Saat tam altıda sıcak yatağından kalkıp pencereyi kapadı. Daha dün gün aydınlıkken Çarşamba'nın gelmesiyle neden birden böyle olduğunu bilmiyordu. Kafasını hava durumuna yormaması gerektiğine kanaat getirerek yüzünü yıkadı, dişini fırçaladı ve indi mutfağa. Işıklar onun gelmesiyle açılmıştı. Onlar bile havanın karanlığının Soo'yu korkutacağını biliyordu.

Tam mutfağına geçip süt kaynatmak üzereyken çalan telefonun sesini duyarak yalpalayan adımlarla salona gitti. Telefon masanın üstüne duruyordu. Ve bütün o siyahlıkta parlayan ışığı "ben buradayım" diye bağırıyordu Soo'ya. Annesinin aradığı belliydi, onu sevgili Bayan Do'dan* başka kimse aramazdı ki.

(*Aslında Kore'de kadınların erkeklerin soyadını almadığını biliyor muydunuz? Ben biliyordum ama başka bir şey yazsam kim olduğu karışır diye yapmadım.)

Hızla aramayı cevaplandırıp telefonu kulağına götürdü.

"Anne?"

"Yavrum? İyi misin?" dedi endişeli sesiyle karşıdaki bayan.

"He? İyiyim. Neden sordun? Bana bir şey olmadı ki."

"İyi misin dedim Kyungsoo."

"İyiyim. Sen nasılsın?" diyerek anormal bir şeyden bahsediyorlarmış gibi sordu küçük çocuk.

"Ah... İyiyim oğlum. Sadece... Bugün hava çok kötü ve ben de korktuğunu hatırladım bir anda."

"Sabahın altısında bunun için uyanıp beni mi aradın?"

"Daha erken uyanmıyorsun?"

"Anne..."

Gözlerindeki yaşı tutmaya çalışıp tek elini bastırdı sol gözüne Soo. Yumruğunu birkaç saniye sonra tekrar bedeninin yanına indirdiğinde artık cevap verebilecek haldeydi.

"Teşekkür ederim."

"Sen benim oğlumsun. Ne teşekkürü? Senin en büyük teşekkürün iyi olman benim için."

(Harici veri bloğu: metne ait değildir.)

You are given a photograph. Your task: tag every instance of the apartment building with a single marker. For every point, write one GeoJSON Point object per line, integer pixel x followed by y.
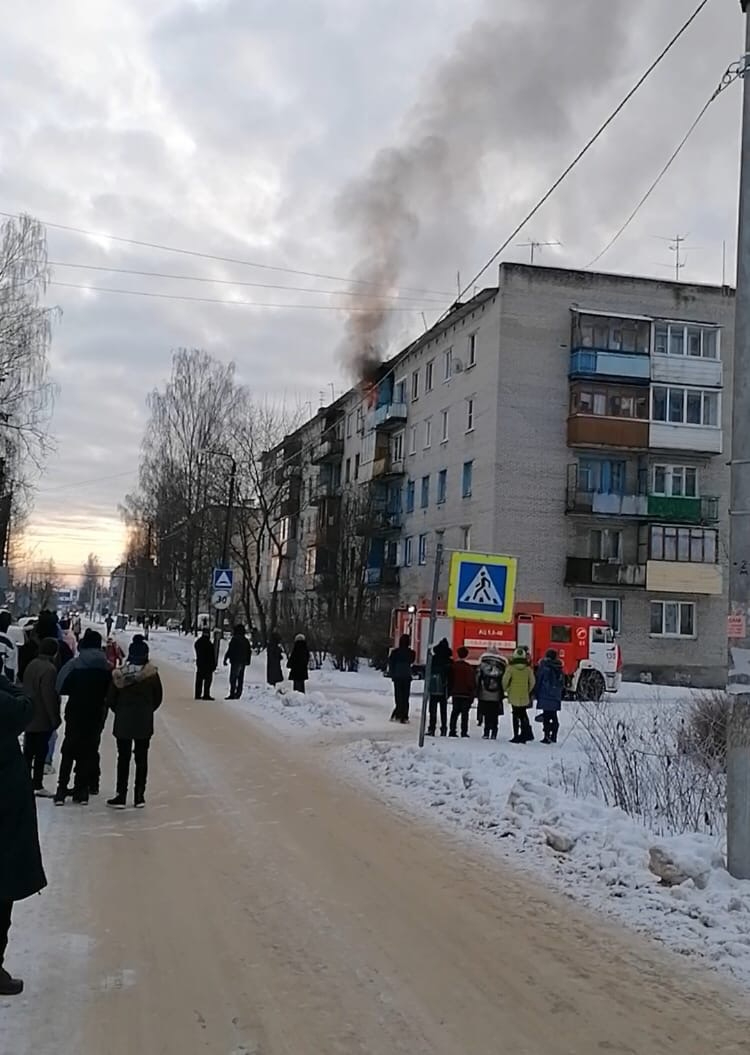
{"type": "Point", "coordinates": [578, 421]}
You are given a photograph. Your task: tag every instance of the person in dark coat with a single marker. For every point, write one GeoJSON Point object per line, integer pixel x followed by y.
{"type": "Point", "coordinates": [440, 686]}
{"type": "Point", "coordinates": [135, 694]}
{"type": "Point", "coordinates": [274, 654]}
{"type": "Point", "coordinates": [205, 665]}
{"type": "Point", "coordinates": [400, 663]}
{"type": "Point", "coordinates": [238, 656]}
{"type": "Point", "coordinates": [550, 687]}
{"type": "Point", "coordinates": [21, 869]}
{"type": "Point", "coordinates": [299, 664]}
{"type": "Point", "coordinates": [85, 682]}
{"type": "Point", "coordinates": [39, 679]}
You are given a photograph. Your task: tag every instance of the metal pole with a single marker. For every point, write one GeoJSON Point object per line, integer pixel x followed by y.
{"type": "Point", "coordinates": [430, 637]}
{"type": "Point", "coordinates": [738, 681]}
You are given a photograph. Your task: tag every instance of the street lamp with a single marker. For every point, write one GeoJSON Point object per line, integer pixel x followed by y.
{"type": "Point", "coordinates": [227, 526]}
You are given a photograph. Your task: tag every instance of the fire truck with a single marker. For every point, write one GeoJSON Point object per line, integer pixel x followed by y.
{"type": "Point", "coordinates": [591, 656]}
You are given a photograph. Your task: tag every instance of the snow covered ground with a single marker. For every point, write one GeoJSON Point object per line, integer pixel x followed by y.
{"type": "Point", "coordinates": [533, 805]}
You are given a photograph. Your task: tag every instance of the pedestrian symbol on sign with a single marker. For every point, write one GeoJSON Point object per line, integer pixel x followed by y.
{"type": "Point", "coordinates": [482, 591]}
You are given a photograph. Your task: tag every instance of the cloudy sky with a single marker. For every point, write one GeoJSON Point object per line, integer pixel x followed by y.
{"type": "Point", "coordinates": [288, 135]}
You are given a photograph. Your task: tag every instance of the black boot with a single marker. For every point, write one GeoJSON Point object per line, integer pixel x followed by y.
{"type": "Point", "coordinates": [8, 984]}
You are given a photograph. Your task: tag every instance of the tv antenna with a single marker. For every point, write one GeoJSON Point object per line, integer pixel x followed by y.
{"type": "Point", "coordinates": [534, 245]}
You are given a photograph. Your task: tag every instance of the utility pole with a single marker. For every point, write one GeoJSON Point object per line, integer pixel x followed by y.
{"type": "Point", "coordinates": [430, 636]}
{"type": "Point", "coordinates": [738, 679]}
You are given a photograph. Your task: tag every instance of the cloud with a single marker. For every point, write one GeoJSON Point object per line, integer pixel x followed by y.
{"type": "Point", "coordinates": [236, 128]}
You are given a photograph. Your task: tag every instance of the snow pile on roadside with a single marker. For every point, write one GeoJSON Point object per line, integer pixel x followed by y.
{"type": "Point", "coordinates": [299, 708]}
{"type": "Point", "coordinates": [513, 801]}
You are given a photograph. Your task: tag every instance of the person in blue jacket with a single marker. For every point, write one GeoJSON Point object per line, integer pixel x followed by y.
{"type": "Point", "coordinates": [550, 687]}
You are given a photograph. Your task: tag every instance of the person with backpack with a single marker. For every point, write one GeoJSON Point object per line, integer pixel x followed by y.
{"type": "Point", "coordinates": [518, 683]}
{"type": "Point", "coordinates": [135, 694]}
{"type": "Point", "coordinates": [401, 662]}
{"type": "Point", "coordinates": [440, 675]}
{"type": "Point", "coordinates": [205, 665]}
{"type": "Point", "coordinates": [464, 687]}
{"type": "Point", "coordinates": [550, 687]}
{"type": "Point", "coordinates": [238, 656]}
{"type": "Point", "coordinates": [299, 664]}
{"type": "Point", "coordinates": [489, 692]}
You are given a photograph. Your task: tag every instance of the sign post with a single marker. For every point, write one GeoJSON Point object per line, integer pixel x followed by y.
{"type": "Point", "coordinates": [430, 637]}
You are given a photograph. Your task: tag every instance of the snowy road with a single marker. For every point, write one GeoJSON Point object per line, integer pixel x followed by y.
{"type": "Point", "coordinates": [261, 906]}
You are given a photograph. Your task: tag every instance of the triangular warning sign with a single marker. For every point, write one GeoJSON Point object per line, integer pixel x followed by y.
{"type": "Point", "coordinates": [481, 591]}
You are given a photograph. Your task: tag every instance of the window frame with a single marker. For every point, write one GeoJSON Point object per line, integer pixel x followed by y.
{"type": "Point", "coordinates": [679, 606]}
{"type": "Point", "coordinates": [466, 474]}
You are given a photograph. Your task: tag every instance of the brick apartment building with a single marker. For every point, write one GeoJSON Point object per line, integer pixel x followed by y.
{"type": "Point", "coordinates": [579, 421]}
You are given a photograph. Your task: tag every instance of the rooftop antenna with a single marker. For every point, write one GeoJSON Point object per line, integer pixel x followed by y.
{"type": "Point", "coordinates": [533, 246]}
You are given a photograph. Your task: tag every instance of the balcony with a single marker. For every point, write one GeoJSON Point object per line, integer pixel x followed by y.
{"type": "Point", "coordinates": [593, 430]}
{"type": "Point", "coordinates": [684, 511]}
{"type": "Point", "coordinates": [388, 416]}
{"type": "Point", "coordinates": [687, 370]}
{"type": "Point", "coordinates": [684, 577]}
{"type": "Point", "coordinates": [613, 365]}
{"type": "Point", "coordinates": [383, 577]}
{"type": "Point", "coordinates": [706, 439]}
{"type": "Point", "coordinates": [328, 451]}
{"type": "Point", "coordinates": [584, 572]}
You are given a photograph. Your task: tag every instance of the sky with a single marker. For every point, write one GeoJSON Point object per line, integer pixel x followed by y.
{"type": "Point", "coordinates": [396, 140]}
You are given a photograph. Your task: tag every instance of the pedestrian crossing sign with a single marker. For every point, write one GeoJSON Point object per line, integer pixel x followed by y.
{"type": "Point", "coordinates": [482, 587]}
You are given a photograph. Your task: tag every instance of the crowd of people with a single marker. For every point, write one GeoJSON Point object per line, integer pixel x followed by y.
{"type": "Point", "coordinates": [56, 660]}
{"type": "Point", "coordinates": [491, 684]}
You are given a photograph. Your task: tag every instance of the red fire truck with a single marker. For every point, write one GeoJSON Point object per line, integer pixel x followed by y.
{"type": "Point", "coordinates": [591, 656]}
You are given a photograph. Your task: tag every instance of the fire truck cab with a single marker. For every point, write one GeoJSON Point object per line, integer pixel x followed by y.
{"type": "Point", "coordinates": [591, 656]}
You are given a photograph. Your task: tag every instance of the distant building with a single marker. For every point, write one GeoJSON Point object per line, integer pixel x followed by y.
{"type": "Point", "coordinates": [579, 421]}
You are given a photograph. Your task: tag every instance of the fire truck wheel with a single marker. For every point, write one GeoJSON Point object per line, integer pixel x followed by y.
{"type": "Point", "coordinates": [591, 686]}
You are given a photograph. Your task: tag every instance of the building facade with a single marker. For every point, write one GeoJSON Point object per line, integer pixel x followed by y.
{"type": "Point", "coordinates": [578, 421]}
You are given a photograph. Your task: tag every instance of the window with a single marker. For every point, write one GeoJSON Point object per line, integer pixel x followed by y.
{"type": "Point", "coordinates": [698, 545]}
{"type": "Point", "coordinates": [466, 476]}
{"type": "Point", "coordinates": [601, 476]}
{"type": "Point", "coordinates": [442, 485]}
{"type": "Point", "coordinates": [447, 364]}
{"type": "Point", "coordinates": [599, 608]}
{"type": "Point", "coordinates": [685, 406]}
{"type": "Point", "coordinates": [469, 415]}
{"type": "Point", "coordinates": [472, 350]}
{"type": "Point", "coordinates": [675, 481]}
{"type": "Point", "coordinates": [607, 544]}
{"type": "Point", "coordinates": [674, 618]}
{"type": "Point", "coordinates": [680, 339]}
{"type": "Point", "coordinates": [422, 551]}
{"type": "Point", "coordinates": [610, 401]}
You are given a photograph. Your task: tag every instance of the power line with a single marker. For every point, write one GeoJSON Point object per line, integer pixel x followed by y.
{"type": "Point", "coordinates": [597, 135]}
{"type": "Point", "coordinates": [237, 282]}
{"type": "Point", "coordinates": [212, 256]}
{"type": "Point", "coordinates": [730, 76]}
{"type": "Point", "coordinates": [213, 300]}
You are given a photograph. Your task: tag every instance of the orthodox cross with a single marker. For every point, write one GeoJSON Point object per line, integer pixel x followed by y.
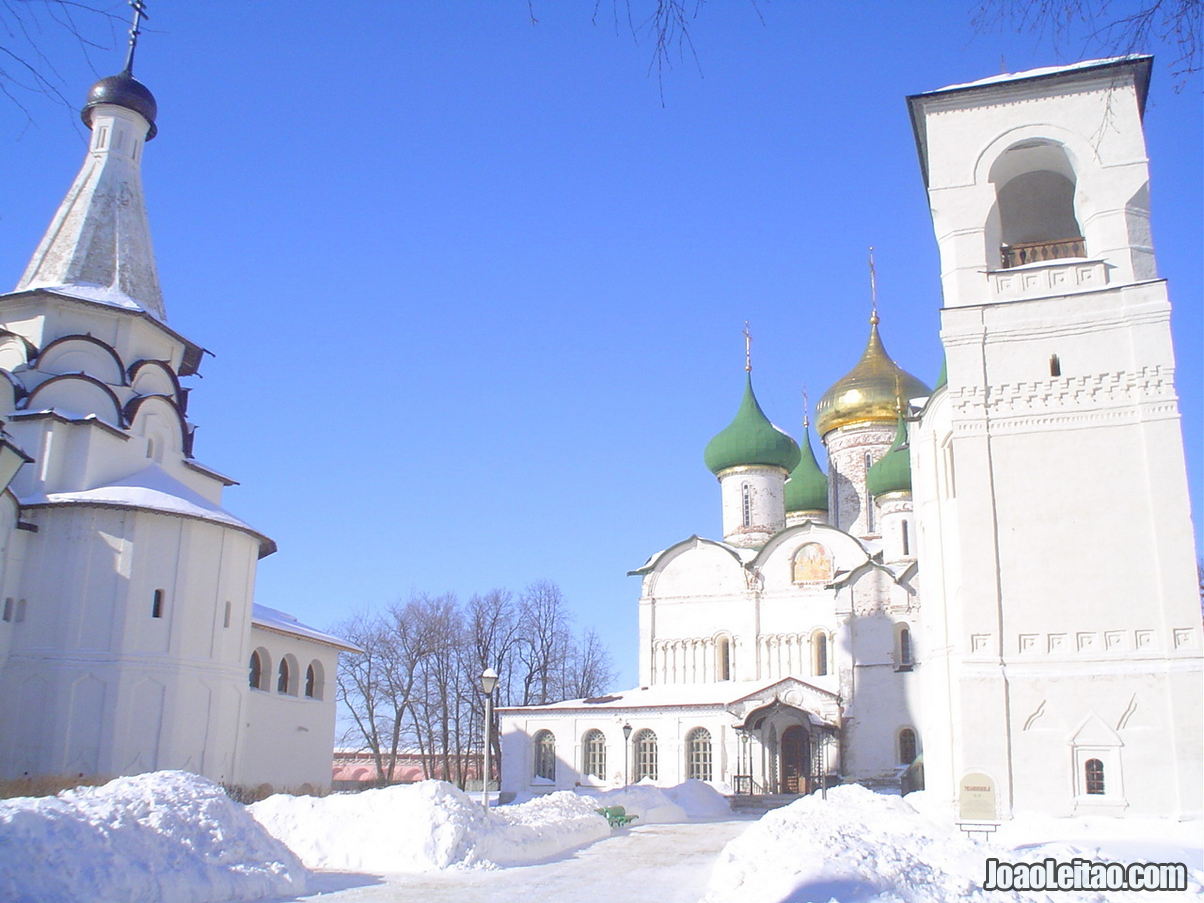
{"type": "Point", "coordinates": [140, 12]}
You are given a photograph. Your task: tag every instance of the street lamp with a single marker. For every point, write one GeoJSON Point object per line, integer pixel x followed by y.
{"type": "Point", "coordinates": [626, 745]}
{"type": "Point", "coordinates": [488, 683]}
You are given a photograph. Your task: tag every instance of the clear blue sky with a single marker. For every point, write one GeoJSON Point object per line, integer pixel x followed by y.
{"type": "Point", "coordinates": [476, 295]}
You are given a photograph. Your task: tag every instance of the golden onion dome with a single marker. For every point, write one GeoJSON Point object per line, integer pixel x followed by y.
{"type": "Point", "coordinates": [868, 393]}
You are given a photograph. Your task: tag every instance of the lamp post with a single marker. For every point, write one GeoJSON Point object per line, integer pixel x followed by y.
{"type": "Point", "coordinates": [488, 683]}
{"type": "Point", "coordinates": [626, 747]}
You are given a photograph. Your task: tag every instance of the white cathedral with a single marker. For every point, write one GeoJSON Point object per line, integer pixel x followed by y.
{"type": "Point", "coordinates": [991, 592]}
{"type": "Point", "coordinates": [129, 638]}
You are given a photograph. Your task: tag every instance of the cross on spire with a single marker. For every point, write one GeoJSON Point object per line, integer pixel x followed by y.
{"type": "Point", "coordinates": [873, 288]}
{"type": "Point", "coordinates": [140, 12]}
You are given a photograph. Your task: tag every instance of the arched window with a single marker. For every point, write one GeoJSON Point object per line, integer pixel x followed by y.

İç çekti derince. Birinin koşulsuz onu sevmesi iyi bir histi. Zaten bunu da bir tek öz annesi yapardı herhalde.

"Seni seviyorum anne."

"Ben de seni seviyorum bebeğim."

Boş odayı kapanan telefonun sesinin doldurmasıyla ekranı kilitleyip geri bıraktı onu aldığı yere.

Ardından mutfağa, sütünü kaynatmaya gitti. Gevreğinin üstüne döktüğünde bir elinde kaşık diğer elinde tabak salona doğru yol almıştı. Dün kaldığı kanalı açıp izlemeye devam ettiğinde içindeki sıkıntının ne olduğunu çözmeye çalışıyordu. Muhtemelen arabaya bindiğinde geçecekti, yine de onu düşünmeden edemiyordu. Göğsündeki bu nedensiz ağırlık, boğazındaki pis yumru havadan kaynaklanıyor olabilir miydi?

Kahvaltısını ettikten sonra banyoya doğru yol almıştı ancak öyle yorgundu ki ayakları oraya gitmek yerine odasına gitti giyinmek için. Kirli bedenine temiz, bembeyaz kıyafetleri yerleştirmek istemezdi. Peki, temizleyemeyeceği ruhuna giydirdiği kıyafetler ne olacaktı?

Kafasını karamsar düşüncelerden arındırıp üstünü giydi. Kötü kokmuyordu. Zaten kendini terletecek bir şey yapmadığından dünkü banyosu bugün de işine yaramıştı. Ya da en azından ona böyle geliyordu.